Futebol e os heróis que não morrem de overdose

Penso que não existe nada mais idiossincrático que o velho esporte bretão. Milhares de visões sobre as inúmeras valências que ocorrem no “campo”. Razão e emoção disputando os valiosos centímetros relvados. O grito e o apito, o carrinho e o aperto de mão. A fúria risonha e a felicidade chorosa. A biosfera mais complexa do planeta – provavelmente a mais hostil. A imensidão divergente, a multidão de conflitos que comprova a noção de infinito. E quando as pesquisas cospem os resultados, reinventamos as máximas: “não pensamos, logo existimos”, que se dane o Sócrates sem chuteiras, pois eu “só sei, que tudo sei”.

Não por outra razão, meu conceito de ídolo não se abriga nos cantos aconchegantes dos ângulos retos. Não, de modo algum. Nasce do vórtice de loucura – ou sanidade – do meu espaço curvo (sem Eddington para comprovar). Onde o “Imperador” não serve de engraxate. Onde os fracos não tem vez, o que, em hipótese alguma, quer dizer que a imbecilidade é a mola mestra.

Na minha não tão humilde concepção: técnica e tática valem tanto quanto caráter e cavalheirismo. Por isso, no meu time a “Enciclopédia” joga e o “anjo”, de pernas tortas, fica no banco. Afinal, mudanças bruscas de direção fora das quatro linhas não podem ser encaradas como “a tal” irreverência irresponsável. No universo onde me faço Dele, Maradona estará em Elba, eternamente exilado. Riscado de todas as listas, com permissão de dar algumas voltas de bicicleta nos finais de semana. É que na minha realidade todo “Lance” tem consequências.

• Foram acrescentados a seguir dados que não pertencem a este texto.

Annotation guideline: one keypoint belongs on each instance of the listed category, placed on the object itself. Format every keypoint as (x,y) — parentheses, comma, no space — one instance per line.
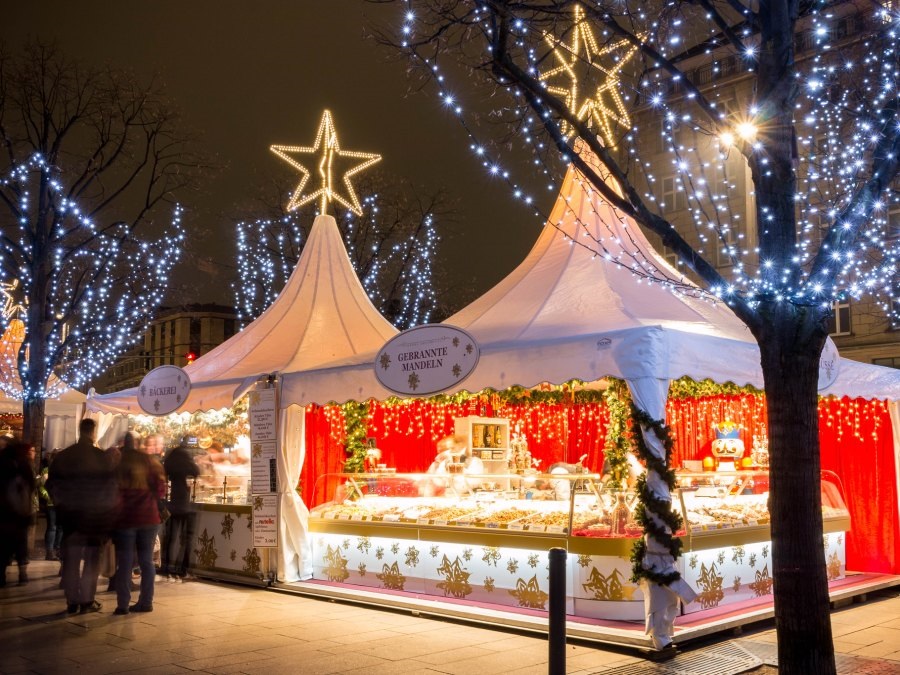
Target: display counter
(223,534)
(485,538)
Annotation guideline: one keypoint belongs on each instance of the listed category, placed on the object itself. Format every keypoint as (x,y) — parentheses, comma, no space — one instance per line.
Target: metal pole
(557,613)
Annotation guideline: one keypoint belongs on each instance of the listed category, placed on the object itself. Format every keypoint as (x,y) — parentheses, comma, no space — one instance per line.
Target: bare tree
(391,246)
(821,139)
(90,159)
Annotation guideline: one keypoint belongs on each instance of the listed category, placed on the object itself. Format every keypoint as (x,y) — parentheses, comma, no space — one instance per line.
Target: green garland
(617,445)
(648,503)
(356,417)
(685,387)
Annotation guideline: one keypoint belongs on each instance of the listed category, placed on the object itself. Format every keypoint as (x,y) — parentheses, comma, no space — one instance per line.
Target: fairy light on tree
(390,234)
(93,158)
(811,127)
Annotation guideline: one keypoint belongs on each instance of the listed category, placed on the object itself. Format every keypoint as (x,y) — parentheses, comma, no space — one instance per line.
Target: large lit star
(327,149)
(604,107)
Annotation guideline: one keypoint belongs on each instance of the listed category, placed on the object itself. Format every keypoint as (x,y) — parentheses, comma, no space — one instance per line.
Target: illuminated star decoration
(327,148)
(605,106)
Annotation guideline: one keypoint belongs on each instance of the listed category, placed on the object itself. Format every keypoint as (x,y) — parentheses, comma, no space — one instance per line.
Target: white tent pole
(660,602)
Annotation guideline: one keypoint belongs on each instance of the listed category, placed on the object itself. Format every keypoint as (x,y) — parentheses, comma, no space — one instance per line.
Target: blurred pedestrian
(142,483)
(53,533)
(17,505)
(82,485)
(176,545)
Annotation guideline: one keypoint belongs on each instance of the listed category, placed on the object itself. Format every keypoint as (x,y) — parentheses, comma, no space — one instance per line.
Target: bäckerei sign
(426,360)
(163,390)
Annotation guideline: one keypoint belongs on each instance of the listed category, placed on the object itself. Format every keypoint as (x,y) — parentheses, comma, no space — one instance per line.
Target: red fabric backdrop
(855,436)
(856,444)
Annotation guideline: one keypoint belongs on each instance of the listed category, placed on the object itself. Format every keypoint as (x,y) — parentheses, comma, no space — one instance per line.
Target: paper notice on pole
(265,521)
(263,416)
(262,466)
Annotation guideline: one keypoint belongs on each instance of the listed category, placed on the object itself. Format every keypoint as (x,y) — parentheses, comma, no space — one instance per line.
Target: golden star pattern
(604,106)
(326,150)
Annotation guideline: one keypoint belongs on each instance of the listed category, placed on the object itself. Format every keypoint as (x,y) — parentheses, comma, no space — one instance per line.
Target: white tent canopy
(322,316)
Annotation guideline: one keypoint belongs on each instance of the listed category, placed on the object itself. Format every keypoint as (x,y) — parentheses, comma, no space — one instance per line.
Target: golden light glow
(328,149)
(604,107)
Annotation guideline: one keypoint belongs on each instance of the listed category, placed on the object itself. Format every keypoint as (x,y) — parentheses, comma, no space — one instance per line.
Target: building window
(839,323)
(673,197)
(890,362)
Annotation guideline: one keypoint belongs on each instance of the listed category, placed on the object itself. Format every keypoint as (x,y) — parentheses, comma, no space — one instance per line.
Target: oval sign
(829,364)
(163,390)
(426,360)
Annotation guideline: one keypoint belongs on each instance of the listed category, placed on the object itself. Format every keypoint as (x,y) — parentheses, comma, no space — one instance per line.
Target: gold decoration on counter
(529,594)
(391,578)
(227,526)
(763,584)
(206,550)
(335,565)
(608,587)
(710,583)
(251,561)
(456,578)
(491,555)
(834,566)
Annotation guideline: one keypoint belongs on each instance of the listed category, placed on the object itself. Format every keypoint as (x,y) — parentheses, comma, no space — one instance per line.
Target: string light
(328,148)
(102,287)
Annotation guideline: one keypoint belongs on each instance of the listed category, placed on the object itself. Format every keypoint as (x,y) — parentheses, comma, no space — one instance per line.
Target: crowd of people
(131,495)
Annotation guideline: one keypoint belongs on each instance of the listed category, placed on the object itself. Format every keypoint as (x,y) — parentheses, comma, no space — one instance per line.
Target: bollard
(557,613)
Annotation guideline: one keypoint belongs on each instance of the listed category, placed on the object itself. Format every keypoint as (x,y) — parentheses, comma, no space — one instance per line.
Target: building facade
(176,337)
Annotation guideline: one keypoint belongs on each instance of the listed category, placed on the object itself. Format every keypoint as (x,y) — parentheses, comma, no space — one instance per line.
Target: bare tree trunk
(33,422)
(790,350)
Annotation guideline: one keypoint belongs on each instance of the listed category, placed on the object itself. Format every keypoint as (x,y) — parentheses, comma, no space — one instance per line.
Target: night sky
(247,75)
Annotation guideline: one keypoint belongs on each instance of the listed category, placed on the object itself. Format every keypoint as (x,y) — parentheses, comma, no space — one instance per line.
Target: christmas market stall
(653,352)
(248,482)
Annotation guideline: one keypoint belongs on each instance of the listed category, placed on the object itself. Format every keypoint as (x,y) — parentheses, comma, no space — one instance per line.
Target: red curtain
(856,444)
(324,453)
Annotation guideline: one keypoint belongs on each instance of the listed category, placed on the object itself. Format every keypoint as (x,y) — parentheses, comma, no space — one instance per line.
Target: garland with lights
(356,416)
(618,445)
(656,516)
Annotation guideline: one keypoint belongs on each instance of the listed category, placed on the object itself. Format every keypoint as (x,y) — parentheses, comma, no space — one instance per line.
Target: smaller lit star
(328,149)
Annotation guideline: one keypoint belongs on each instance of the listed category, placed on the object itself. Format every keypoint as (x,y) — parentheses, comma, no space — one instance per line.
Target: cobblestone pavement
(211,627)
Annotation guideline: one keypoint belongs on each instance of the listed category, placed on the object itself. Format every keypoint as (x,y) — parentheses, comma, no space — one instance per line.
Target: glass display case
(535,503)
(719,501)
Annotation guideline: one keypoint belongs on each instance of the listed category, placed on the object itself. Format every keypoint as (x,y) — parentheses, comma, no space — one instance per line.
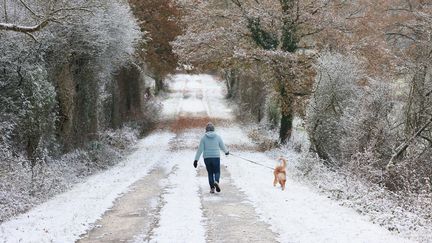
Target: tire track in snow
(229,216)
(132,213)
(181,217)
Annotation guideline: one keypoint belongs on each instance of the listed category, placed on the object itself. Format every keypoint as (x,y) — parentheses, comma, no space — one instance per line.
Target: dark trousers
(213,170)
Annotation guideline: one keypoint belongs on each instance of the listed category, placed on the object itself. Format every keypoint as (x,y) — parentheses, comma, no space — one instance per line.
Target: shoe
(216,184)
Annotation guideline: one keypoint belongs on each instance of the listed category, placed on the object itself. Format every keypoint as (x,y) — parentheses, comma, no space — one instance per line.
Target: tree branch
(5,11)
(405,145)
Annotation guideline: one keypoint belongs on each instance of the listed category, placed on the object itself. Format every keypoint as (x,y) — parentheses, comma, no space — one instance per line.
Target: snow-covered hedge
(22,187)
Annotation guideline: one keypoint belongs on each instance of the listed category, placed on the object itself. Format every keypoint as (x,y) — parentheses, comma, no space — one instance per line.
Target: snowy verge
(65,217)
(299,213)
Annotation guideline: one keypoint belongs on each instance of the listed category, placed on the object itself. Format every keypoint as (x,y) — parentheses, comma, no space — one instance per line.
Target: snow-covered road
(157,196)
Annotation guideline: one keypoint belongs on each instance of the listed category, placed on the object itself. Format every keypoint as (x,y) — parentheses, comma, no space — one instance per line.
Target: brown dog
(280,174)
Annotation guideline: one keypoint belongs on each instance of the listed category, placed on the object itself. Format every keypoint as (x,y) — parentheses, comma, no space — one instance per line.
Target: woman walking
(210,146)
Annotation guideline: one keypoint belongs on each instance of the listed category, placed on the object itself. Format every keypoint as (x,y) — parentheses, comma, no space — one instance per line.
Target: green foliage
(262,38)
(273,113)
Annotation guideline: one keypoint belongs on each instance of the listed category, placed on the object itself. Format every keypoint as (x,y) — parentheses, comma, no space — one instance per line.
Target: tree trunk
(159,85)
(285,128)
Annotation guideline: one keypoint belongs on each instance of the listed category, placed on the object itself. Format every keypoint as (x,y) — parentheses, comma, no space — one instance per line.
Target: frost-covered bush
(22,187)
(54,84)
(336,90)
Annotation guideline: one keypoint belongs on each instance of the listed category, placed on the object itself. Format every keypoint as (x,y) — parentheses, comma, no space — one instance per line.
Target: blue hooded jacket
(210,145)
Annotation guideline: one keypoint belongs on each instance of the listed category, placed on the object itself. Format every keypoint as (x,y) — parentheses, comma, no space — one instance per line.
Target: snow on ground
(295,215)
(298,214)
(65,217)
(181,217)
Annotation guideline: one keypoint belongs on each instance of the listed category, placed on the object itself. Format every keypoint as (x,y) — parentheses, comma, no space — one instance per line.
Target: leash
(251,161)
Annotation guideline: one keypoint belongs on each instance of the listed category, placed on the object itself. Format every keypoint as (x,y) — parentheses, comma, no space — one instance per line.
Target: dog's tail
(283,162)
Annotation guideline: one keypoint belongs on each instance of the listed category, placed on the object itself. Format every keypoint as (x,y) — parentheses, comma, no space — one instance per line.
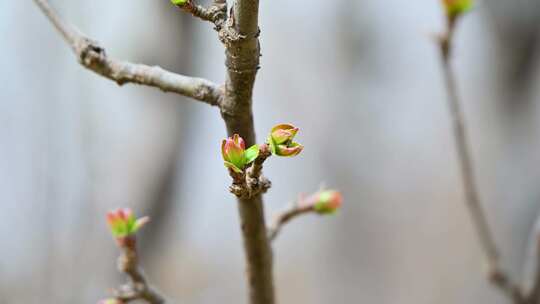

No meu meio-campo, Felipe nunca vai ser Juninho, nem Diguinho vai ser Didi – pra falar a verdade, não tem Sheik que chegue perto do Príncipe Etíope! Um ídolo não se faz “solamente” de habilidade, as várzeas e os rincões estão ai para confirmar. O herói não nasce, ascende. Júnior Baiano nem em reencarnação será Juan. Todos os dias uma nova joia da base é inventada, mas poucos se lembram do inventivo Diamante Negro.

Minha sandice está no metafutebol, além do mau e do mal, um lugar no qual cotoveladas ainda são abominadas e tesouras voadoras são mais repreendidas do que cortes de cabelo. Local onde seriedade não se confunde com violência - um habitat pouco propício para os Dungas e Scolaris. Uma miragem onde arqueiros não sabem usar flechas, artilheiros andam desarmados, matadores só recebem amor e capitães orientam, ao invés de dar ordens cretinas – cobrando cicatrizes como generais cobravam escalpos. O refúgio que um dia teve em suas margens os pés orgulhosos e malcriados de Heleno e que agora ostentam o holandês genial. O ícone forjado delicadamente no ébano. A resistência solitária de uma constelação apátrida. O último bastião de uma Era que ainda não foi plena. O homem que não quis colecionar cartões, tampouco, respeitar meridianos.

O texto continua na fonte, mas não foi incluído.